US space firm SpaceX on Saturday launched supplies to the International Space Station (ISS), including an experiment from a Chinese university that will test the effects of space environments on DNA.
The SpaceX Dragon cargo spacecraft lifted off on the company's Falcon 9 rocket from the Kennedy Space Centre in Florida, Xinhua reported.
About 10 minutes later, the rocket's first stage achieved a successful landing at SpaceX's Landing Zone 1, just south of the launch site at Cape Canaveral Air Force Station.
On this trip, the Dragon will deliver almost 6,000 pounds (2,700 kilograms) of supplies, including solar panels, tools for Earth-observation and equipment to study neutron stars.
Among the cargo is a 3.5kg device from the Beijing Institute of Technology that sought to answer questions like "Does the space radiation and microgravity cause mutations among antibody-encoding genes and how does it happen?"
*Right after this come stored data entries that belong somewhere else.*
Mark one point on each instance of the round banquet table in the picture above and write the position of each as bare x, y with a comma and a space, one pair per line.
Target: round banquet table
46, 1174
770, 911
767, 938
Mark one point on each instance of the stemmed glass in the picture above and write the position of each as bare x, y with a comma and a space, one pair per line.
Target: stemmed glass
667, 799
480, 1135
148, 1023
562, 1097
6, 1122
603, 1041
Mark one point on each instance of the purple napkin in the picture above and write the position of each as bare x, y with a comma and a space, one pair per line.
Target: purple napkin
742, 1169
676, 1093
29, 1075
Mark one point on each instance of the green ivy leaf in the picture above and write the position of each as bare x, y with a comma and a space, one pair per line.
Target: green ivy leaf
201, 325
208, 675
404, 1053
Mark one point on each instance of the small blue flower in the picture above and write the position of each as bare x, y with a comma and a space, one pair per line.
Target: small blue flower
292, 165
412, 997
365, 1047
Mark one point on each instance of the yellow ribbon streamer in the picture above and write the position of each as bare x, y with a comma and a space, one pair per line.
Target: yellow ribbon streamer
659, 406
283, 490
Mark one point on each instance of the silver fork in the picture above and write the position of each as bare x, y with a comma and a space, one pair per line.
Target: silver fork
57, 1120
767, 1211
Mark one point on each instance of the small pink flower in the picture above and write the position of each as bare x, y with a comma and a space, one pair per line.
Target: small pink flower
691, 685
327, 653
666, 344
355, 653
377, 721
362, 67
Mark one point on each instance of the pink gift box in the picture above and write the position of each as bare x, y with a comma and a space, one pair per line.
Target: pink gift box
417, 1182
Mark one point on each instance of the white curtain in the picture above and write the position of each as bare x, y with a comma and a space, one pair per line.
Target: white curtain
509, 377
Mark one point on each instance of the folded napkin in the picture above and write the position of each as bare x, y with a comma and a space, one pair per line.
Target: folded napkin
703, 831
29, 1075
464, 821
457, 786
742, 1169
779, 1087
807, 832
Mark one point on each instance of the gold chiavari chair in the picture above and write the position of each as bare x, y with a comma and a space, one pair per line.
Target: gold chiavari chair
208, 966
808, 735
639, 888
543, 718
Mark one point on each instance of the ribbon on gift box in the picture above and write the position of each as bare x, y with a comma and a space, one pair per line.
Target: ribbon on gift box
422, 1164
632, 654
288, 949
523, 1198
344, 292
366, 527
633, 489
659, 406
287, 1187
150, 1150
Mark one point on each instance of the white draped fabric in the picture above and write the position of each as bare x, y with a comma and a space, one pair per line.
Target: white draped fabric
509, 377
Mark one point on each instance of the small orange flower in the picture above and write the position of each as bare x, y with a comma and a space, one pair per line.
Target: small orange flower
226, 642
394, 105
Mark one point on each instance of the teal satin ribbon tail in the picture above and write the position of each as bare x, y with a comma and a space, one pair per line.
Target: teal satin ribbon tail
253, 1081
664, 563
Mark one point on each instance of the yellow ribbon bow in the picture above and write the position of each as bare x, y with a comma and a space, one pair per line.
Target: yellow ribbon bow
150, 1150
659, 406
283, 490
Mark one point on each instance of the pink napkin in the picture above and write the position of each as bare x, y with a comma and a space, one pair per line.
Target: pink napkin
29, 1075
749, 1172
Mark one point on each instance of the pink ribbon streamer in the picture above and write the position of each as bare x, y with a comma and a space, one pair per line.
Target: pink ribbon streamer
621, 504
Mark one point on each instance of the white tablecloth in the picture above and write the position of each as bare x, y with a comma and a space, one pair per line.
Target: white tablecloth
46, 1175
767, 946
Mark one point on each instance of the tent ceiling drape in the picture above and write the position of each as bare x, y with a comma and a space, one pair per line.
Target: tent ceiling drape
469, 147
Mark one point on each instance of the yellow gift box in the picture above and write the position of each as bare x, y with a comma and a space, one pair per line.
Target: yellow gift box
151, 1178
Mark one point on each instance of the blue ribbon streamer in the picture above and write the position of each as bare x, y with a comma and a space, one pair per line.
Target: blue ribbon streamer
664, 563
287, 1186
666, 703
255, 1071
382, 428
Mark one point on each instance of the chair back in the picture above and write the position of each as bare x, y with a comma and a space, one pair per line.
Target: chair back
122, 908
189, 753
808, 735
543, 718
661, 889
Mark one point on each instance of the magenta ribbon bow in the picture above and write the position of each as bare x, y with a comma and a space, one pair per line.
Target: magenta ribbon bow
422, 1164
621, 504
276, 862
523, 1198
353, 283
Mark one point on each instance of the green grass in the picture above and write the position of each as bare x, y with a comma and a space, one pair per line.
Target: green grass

There is a US law in place, known as the Wolf amendment, that bans cooperation between the US space agency NASA and Chinese government entities, but this deal is purely commercial and therefore considered legal.
NASA spokesperson Kathryn Hambleton said that there is a Chinese experiment that is launched on this mission, known as SpaceX CRS-11.
"NASA complied with all legal requirements to notify the Congress of this activity, and all of the ISS partners approved the inclusion of the experiment," Hambleton said in an email.